А встретились мы с ней на большой парадной лестнице — я поднимался вверх, она спускалась вниз. Я бы даже сказал, бежала, но, заметив меня, замедлила шаг, без сомнения для того, чтобы дать мне полюбоваться пышным цветением своего счастья, погрузить в мои глаза взгляд своих, способных заставить зажмуриться пантеру. Но, как выяснилось, я не пантера. Глядя, как она спускается по ступенькам лестницы — чуть ли не бегом, с вьющимися за ней следом юбками, — можно было подумать, она летит с небес: воплощенное счастье! Да, она сияла во сто крат ярче, чем Серлон. Я прошел мимо, даже не кивнув в знак приветствия. Людовик XVI кивал на лестнице даже горничным, но не отравительницам же! В белом чепце и переднике Отеклер ничем не отличалась от всех прочих на свете горничных, вот только бесстрастное равнодушие рабыни уступило место счастливому торжеству всемогущей госпожи. И осталось с ней навсегда. Мы только что видели ее, можете судить сами, правду ли я говорю. Сияние горделивого счастья поражает даже больше прекрасного лица, на котором лучится. Сверхчеловеческой гордыней любовного счастья Отеклер поделилась и с Серлоном, раньше он не знал ее, а сама упивается ею вот уже больше двадцати лет. И, надо сказать, надменное счастье двух необычных избранников судьбы ни разу не потускнело, не омрачилось. С победоносно счастливым видом они встречали злословие, отторжение, презрение оскорбленного дворянства, и, глядя на их цветущие счастьем лица, невольно думалось, что преступление, в котором их винили, злобная клевета.
— Но вы-то, доктор, знали всю подноготную, — прервал я его, — на вас, я думаю, их счастливый вид действовал по-другому?

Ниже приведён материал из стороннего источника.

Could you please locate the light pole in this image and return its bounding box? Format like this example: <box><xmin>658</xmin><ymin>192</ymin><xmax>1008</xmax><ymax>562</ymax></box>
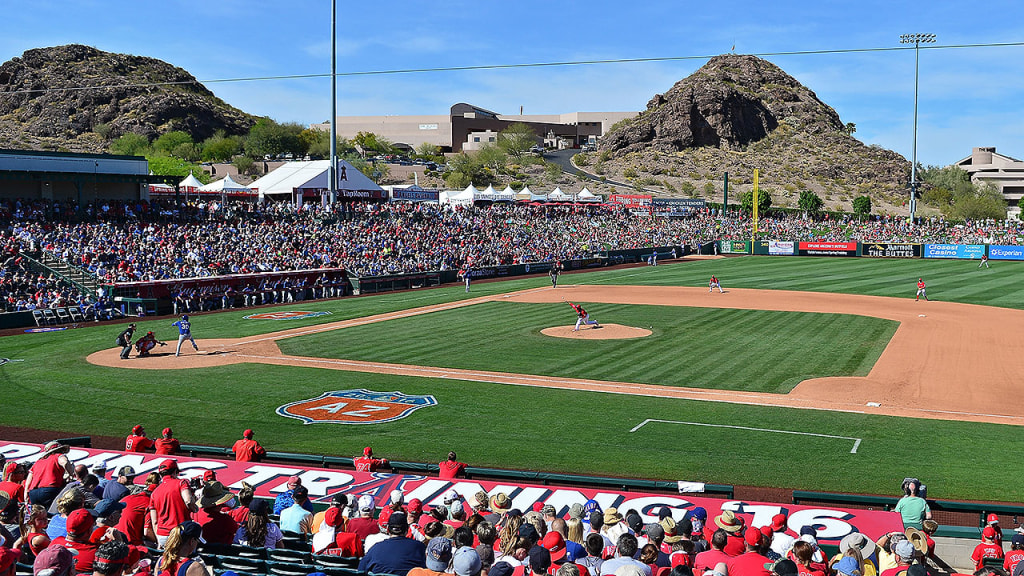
<box><xmin>899</xmin><ymin>34</ymin><xmax>935</xmax><ymax>220</ymax></box>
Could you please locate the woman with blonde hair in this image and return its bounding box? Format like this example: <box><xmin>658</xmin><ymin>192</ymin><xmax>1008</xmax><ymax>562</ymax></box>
<box><xmin>157</xmin><ymin>521</ymin><xmax>213</xmax><ymax>576</ymax></box>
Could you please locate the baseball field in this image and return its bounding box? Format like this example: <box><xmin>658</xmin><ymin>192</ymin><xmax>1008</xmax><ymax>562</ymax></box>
<box><xmin>0</xmin><ymin>256</ymin><xmax>1024</xmax><ymax>501</ymax></box>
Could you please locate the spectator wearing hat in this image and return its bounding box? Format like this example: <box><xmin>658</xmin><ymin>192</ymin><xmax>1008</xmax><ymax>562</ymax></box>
<box><xmin>693</xmin><ymin>528</ymin><xmax>733</xmax><ymax>574</ymax></box>
<box><xmin>231</xmin><ymin>428</ymin><xmax>266</xmax><ymax>462</ymax></box>
<box><xmin>437</xmin><ymin>451</ymin><xmax>469</xmax><ymax>480</ymax></box>
<box><xmin>153</xmin><ymin>427</ymin><xmax>181</xmax><ymax>456</ymax></box>
<box><xmin>358</xmin><ymin>512</ymin><xmax>427</xmax><ymax>575</ymax></box>
<box><xmin>125</xmin><ymin>424</ymin><xmax>154</xmax><ymax>452</ymax></box>
<box><xmin>600</xmin><ymin>532</ymin><xmax>650</xmax><ymax>576</ymax></box>
<box><xmin>352</xmin><ymin>446</ymin><xmax>388</xmax><ymax>472</ymax></box>
<box><xmin>768</xmin><ymin>513</ymin><xmax>794</xmax><ymax>558</ymax></box>
<box><xmin>726</xmin><ymin>528</ymin><xmax>770</xmax><ymax>576</ymax></box>
<box><xmin>310</xmin><ymin>492</ymin><xmax>348</xmax><ymax>534</ymax></box>
<box><xmin>234</xmin><ymin>498</ymin><xmax>285</xmax><ymax>549</ymax></box>
<box><xmin>893</xmin><ymin>482</ymin><xmax>932</xmax><ymax>530</ymax></box>
<box><xmin>281</xmin><ymin>485</ymin><xmax>313</xmax><ymax>535</ymax></box>
<box><xmin>970</xmin><ymin>526</ymin><xmax>1002</xmax><ymax>576</ymax></box>
<box><xmin>273</xmin><ymin>476</ymin><xmax>313</xmax><ymax>515</ymax></box>
<box><xmin>345</xmin><ymin>494</ymin><xmax>380</xmax><ymax>547</ymax></box>
<box><xmin>312</xmin><ymin>504</ymin><xmax>364</xmax><ymax>558</ymax></box>
<box><xmin>32</xmin><ymin>544</ymin><xmax>75</xmax><ymax>576</ymax></box>
<box><xmin>193</xmin><ymin>481</ymin><xmax>239</xmax><ymax>544</ymax></box>
<box><xmin>409</xmin><ymin>536</ymin><xmax>454</xmax><ymax>576</ymax></box>
<box><xmin>118</xmin><ymin>472</ymin><xmax>154</xmax><ymax>546</ymax></box>
<box><xmin>25</xmin><ymin>441</ymin><xmax>75</xmax><ymax>508</ymax></box>
<box><xmin>101</xmin><ymin>466</ymin><xmax>135</xmax><ymax>500</ymax></box>
<box><xmin>156</xmin><ymin>521</ymin><xmax>213</xmax><ymax>576</ymax></box>
<box><xmin>150</xmin><ymin>459</ymin><xmax>199</xmax><ymax>548</ymax></box>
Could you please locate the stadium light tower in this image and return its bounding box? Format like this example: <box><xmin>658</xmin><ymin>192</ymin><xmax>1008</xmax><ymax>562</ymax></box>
<box><xmin>899</xmin><ymin>34</ymin><xmax>935</xmax><ymax>219</ymax></box>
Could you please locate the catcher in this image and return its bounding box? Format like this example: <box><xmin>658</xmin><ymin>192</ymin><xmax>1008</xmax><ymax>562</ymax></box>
<box><xmin>135</xmin><ymin>332</ymin><xmax>167</xmax><ymax>358</ymax></box>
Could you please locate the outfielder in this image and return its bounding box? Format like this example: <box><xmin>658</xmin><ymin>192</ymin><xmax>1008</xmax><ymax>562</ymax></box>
<box><xmin>708</xmin><ymin>276</ymin><xmax>725</xmax><ymax>294</ymax></box>
<box><xmin>171</xmin><ymin>314</ymin><xmax>199</xmax><ymax>356</ymax></box>
<box><xmin>568</xmin><ymin>302</ymin><xmax>601</xmax><ymax>332</ymax></box>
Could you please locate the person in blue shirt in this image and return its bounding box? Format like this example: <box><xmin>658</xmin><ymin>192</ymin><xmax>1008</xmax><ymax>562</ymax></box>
<box><xmin>171</xmin><ymin>314</ymin><xmax>199</xmax><ymax>356</ymax></box>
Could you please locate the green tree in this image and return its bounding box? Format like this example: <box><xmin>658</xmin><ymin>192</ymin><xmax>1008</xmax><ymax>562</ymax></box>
<box><xmin>153</xmin><ymin>130</ymin><xmax>193</xmax><ymax>155</ymax></box>
<box><xmin>739</xmin><ymin>190</ymin><xmax>771</xmax><ymax>217</ymax></box>
<box><xmin>853</xmin><ymin>196</ymin><xmax>871</xmax><ymax>216</ymax></box>
<box><xmin>111</xmin><ymin>132</ymin><xmax>150</xmax><ymax>156</ymax></box>
<box><xmin>498</xmin><ymin>122</ymin><xmax>540</xmax><ymax>159</ymax></box>
<box><xmin>798</xmin><ymin>190</ymin><xmax>824</xmax><ymax>216</ymax></box>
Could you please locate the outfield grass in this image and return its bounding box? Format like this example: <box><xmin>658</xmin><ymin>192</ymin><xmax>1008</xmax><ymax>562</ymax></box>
<box><xmin>6</xmin><ymin>257</ymin><xmax>1024</xmax><ymax>501</ymax></box>
<box><xmin>279</xmin><ymin>302</ymin><xmax>899</xmax><ymax>393</ymax></box>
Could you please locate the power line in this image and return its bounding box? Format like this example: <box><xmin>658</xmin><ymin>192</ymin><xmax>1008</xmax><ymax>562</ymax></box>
<box><xmin>0</xmin><ymin>42</ymin><xmax>1024</xmax><ymax>97</ymax></box>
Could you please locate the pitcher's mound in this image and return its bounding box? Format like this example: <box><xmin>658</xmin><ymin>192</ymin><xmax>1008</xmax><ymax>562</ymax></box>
<box><xmin>541</xmin><ymin>324</ymin><xmax>652</xmax><ymax>340</ymax></box>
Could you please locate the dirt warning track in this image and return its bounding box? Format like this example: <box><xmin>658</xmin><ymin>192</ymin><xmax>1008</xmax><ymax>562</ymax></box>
<box><xmin>88</xmin><ymin>286</ymin><xmax>1024</xmax><ymax>425</ymax></box>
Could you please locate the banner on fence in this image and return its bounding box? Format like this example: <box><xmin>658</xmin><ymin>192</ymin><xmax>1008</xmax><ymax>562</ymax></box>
<box><xmin>798</xmin><ymin>242</ymin><xmax>857</xmax><ymax>256</ymax></box>
<box><xmin>923</xmin><ymin>244</ymin><xmax>985</xmax><ymax>259</ymax></box>
<box><xmin>861</xmin><ymin>242</ymin><xmax>921</xmax><ymax>258</ymax></box>
<box><xmin>0</xmin><ymin>441</ymin><xmax>903</xmax><ymax>544</ymax></box>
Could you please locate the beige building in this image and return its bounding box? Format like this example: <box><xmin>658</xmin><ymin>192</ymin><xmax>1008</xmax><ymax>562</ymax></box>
<box><xmin>311</xmin><ymin>102</ymin><xmax>638</xmax><ymax>152</ymax></box>
<box><xmin>953</xmin><ymin>147</ymin><xmax>1024</xmax><ymax>218</ymax></box>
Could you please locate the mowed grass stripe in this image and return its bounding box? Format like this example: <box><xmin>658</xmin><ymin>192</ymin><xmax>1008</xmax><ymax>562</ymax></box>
<box><xmin>279</xmin><ymin>302</ymin><xmax>897</xmax><ymax>393</ymax></box>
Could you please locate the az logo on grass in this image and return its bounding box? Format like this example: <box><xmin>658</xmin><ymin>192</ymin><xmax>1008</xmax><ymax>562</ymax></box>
<box><xmin>278</xmin><ymin>388</ymin><xmax>437</xmax><ymax>424</ymax></box>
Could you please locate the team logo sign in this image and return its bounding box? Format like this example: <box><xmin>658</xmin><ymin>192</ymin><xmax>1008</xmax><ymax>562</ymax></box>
<box><xmin>243</xmin><ymin>311</ymin><xmax>331</xmax><ymax>320</ymax></box>
<box><xmin>278</xmin><ymin>388</ymin><xmax>437</xmax><ymax>424</ymax></box>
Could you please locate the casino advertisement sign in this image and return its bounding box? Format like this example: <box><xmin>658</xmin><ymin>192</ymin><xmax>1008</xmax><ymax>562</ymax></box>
<box><xmin>860</xmin><ymin>242</ymin><xmax>922</xmax><ymax>258</ymax></box>
<box><xmin>0</xmin><ymin>441</ymin><xmax>903</xmax><ymax>545</ymax></box>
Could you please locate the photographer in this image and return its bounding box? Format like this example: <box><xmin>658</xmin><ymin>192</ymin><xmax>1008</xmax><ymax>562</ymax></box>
<box><xmin>893</xmin><ymin>478</ymin><xmax>932</xmax><ymax>530</ymax></box>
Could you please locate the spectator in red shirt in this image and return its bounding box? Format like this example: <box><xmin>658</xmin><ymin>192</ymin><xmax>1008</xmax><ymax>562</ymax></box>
<box><xmin>150</xmin><ymin>459</ymin><xmax>199</xmax><ymax>548</ymax></box>
<box><xmin>231</xmin><ymin>429</ymin><xmax>266</xmax><ymax>462</ymax></box>
<box><xmin>971</xmin><ymin>526</ymin><xmax>1002</xmax><ymax>571</ymax></box>
<box><xmin>154</xmin><ymin>427</ymin><xmax>181</xmax><ymax>456</ymax></box>
<box><xmin>437</xmin><ymin>451</ymin><xmax>469</xmax><ymax>480</ymax></box>
<box><xmin>194</xmin><ymin>482</ymin><xmax>239</xmax><ymax>544</ymax></box>
<box><xmin>352</xmin><ymin>446</ymin><xmax>388</xmax><ymax>472</ymax></box>
<box><xmin>125</xmin><ymin>424</ymin><xmax>154</xmax><ymax>452</ymax></box>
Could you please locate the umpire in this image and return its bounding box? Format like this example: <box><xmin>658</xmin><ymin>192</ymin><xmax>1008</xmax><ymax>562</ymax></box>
<box><xmin>118</xmin><ymin>322</ymin><xmax>135</xmax><ymax>360</ymax></box>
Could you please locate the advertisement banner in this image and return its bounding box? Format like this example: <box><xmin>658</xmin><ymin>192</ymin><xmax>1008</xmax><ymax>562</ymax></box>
<box><xmin>978</xmin><ymin>244</ymin><xmax>1024</xmax><ymax>260</ymax></box>
<box><xmin>922</xmin><ymin>244</ymin><xmax>985</xmax><ymax>259</ymax></box>
<box><xmin>860</xmin><ymin>242</ymin><xmax>921</xmax><ymax>258</ymax></box>
<box><xmin>798</xmin><ymin>242</ymin><xmax>857</xmax><ymax>256</ymax></box>
<box><xmin>718</xmin><ymin>240</ymin><xmax>751</xmax><ymax>254</ymax></box>
<box><xmin>0</xmin><ymin>441</ymin><xmax>903</xmax><ymax>544</ymax></box>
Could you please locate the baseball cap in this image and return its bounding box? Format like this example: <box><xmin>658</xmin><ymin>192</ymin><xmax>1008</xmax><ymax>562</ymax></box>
<box><xmin>452</xmin><ymin>546</ymin><xmax>483</xmax><ymax>576</ymax></box>
<box><xmin>68</xmin><ymin>508</ymin><xmax>96</xmax><ymax>534</ymax></box>
<box><xmin>427</xmin><ymin>536</ymin><xmax>452</xmax><ymax>572</ymax></box>
<box><xmin>32</xmin><ymin>544</ymin><xmax>78</xmax><ymax>576</ymax></box>
<box><xmin>92</xmin><ymin>498</ymin><xmax>125</xmax><ymax>518</ymax></box>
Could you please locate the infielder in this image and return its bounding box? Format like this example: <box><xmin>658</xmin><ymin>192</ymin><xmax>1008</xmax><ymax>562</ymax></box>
<box><xmin>708</xmin><ymin>276</ymin><xmax>725</xmax><ymax>294</ymax></box>
<box><xmin>171</xmin><ymin>314</ymin><xmax>199</xmax><ymax>356</ymax></box>
<box><xmin>568</xmin><ymin>302</ymin><xmax>601</xmax><ymax>332</ymax></box>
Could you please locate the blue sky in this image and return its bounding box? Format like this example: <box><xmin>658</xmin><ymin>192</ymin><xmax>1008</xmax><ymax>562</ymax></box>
<box><xmin>0</xmin><ymin>0</ymin><xmax>1024</xmax><ymax>165</ymax></box>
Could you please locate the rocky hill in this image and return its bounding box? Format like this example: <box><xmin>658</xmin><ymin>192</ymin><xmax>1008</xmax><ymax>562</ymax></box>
<box><xmin>593</xmin><ymin>54</ymin><xmax>910</xmax><ymax>213</ymax></box>
<box><xmin>0</xmin><ymin>44</ymin><xmax>255</xmax><ymax>153</ymax></box>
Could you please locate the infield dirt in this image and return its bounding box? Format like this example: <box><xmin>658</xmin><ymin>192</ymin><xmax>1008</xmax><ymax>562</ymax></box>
<box><xmin>88</xmin><ymin>285</ymin><xmax>1024</xmax><ymax>425</ymax></box>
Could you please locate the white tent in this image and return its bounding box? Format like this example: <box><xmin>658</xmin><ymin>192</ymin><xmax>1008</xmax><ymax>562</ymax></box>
<box><xmin>199</xmin><ymin>174</ymin><xmax>253</xmax><ymax>195</ymax></box>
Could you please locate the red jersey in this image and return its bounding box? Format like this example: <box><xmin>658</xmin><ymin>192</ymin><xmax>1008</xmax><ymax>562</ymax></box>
<box><xmin>118</xmin><ymin>491</ymin><xmax>150</xmax><ymax>546</ymax></box>
<box><xmin>125</xmin><ymin>434</ymin><xmax>153</xmax><ymax>452</ymax></box>
<box><xmin>231</xmin><ymin>438</ymin><xmax>266</xmax><ymax>462</ymax></box>
<box><xmin>437</xmin><ymin>460</ymin><xmax>469</xmax><ymax>480</ymax></box>
<box><xmin>153</xmin><ymin>438</ymin><xmax>181</xmax><ymax>455</ymax></box>
<box><xmin>150</xmin><ymin>476</ymin><xmax>190</xmax><ymax>536</ymax></box>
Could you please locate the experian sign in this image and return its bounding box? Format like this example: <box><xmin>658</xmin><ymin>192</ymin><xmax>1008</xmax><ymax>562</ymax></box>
<box><xmin>923</xmin><ymin>244</ymin><xmax>987</xmax><ymax>259</ymax></box>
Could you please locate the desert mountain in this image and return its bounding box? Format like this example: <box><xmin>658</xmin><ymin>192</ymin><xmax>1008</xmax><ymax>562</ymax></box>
<box><xmin>584</xmin><ymin>54</ymin><xmax>910</xmax><ymax>211</ymax></box>
<box><xmin>0</xmin><ymin>44</ymin><xmax>255</xmax><ymax>153</ymax></box>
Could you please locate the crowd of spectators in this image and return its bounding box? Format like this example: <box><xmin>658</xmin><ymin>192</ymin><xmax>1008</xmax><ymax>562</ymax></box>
<box><xmin>0</xmin><ymin>434</ymin><xmax>999</xmax><ymax>576</ymax></box>
<box><xmin>0</xmin><ymin>193</ymin><xmax>1024</xmax><ymax>310</ymax></box>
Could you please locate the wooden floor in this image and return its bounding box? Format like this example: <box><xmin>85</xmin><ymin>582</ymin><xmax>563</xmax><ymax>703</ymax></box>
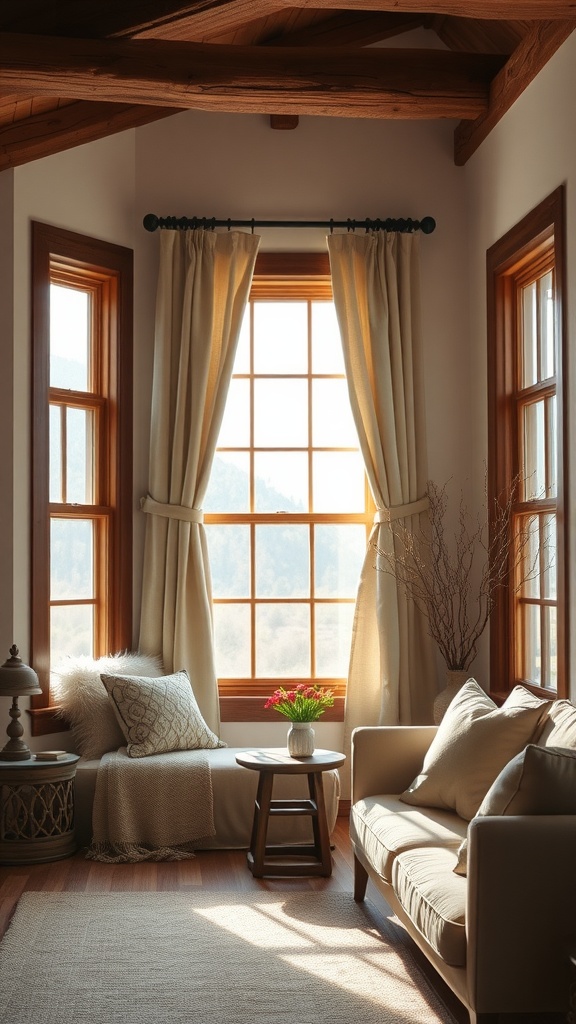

Вы же наблюдали за ними. Видели их в любой час дня!
— Я не видел их только ночью в спальне, но не думаю, что именно там они горевали, — не слишком весело съёрничал доктор Торти. — Действительно, я приезжал к ним в самое разное время после того, как они сочетались браком, кстати, венчаться они уехали подальше от В., опасаясь, что здесь их не обвенчают: возмущением кипели все — простолюдины не меньше дворян. Когда они вернулись: Отеклер законной графиней де Савиньи, а граф — вконец опозоренным браком с прислугой, их вынудили запереться у себя в замке. От них все отвернулись. Их оставили друг на друга — пусть наслаждаются сколько хотят… Они и наслаждались, и похоже, до сих пор не пресытились обществом друг друга, как вы сами видели, их голод не утолен. Что же касается меня, то я врач и умру не раньше, чем допишу свое исследование о патологиях и уродствах. Эти красавцы интересовали меня именно… как уроды, и я не поспешил за теми, кто их избегал. Мнимая Элали, став графиней, приняла меня так, словно графиней родилась. Ей и дела не было, что я помнил ее стоящей передо мной в белом переднике с подносом в руках! «Я больше не Элали, — сказала она мне. — Я — Отеклер. Счастливая Отеклер, потому что служила Серлону». Я подумал, что она служила не ему, но промолчал. Во всей округе я один-единственный приехал в Савиньи после их возвращения и, махнув на всех рукой, стал бывать там весьма часто. Я упорствовал в своем желании наблюдать, хотел разгадать загадку идеально счастливых любовников.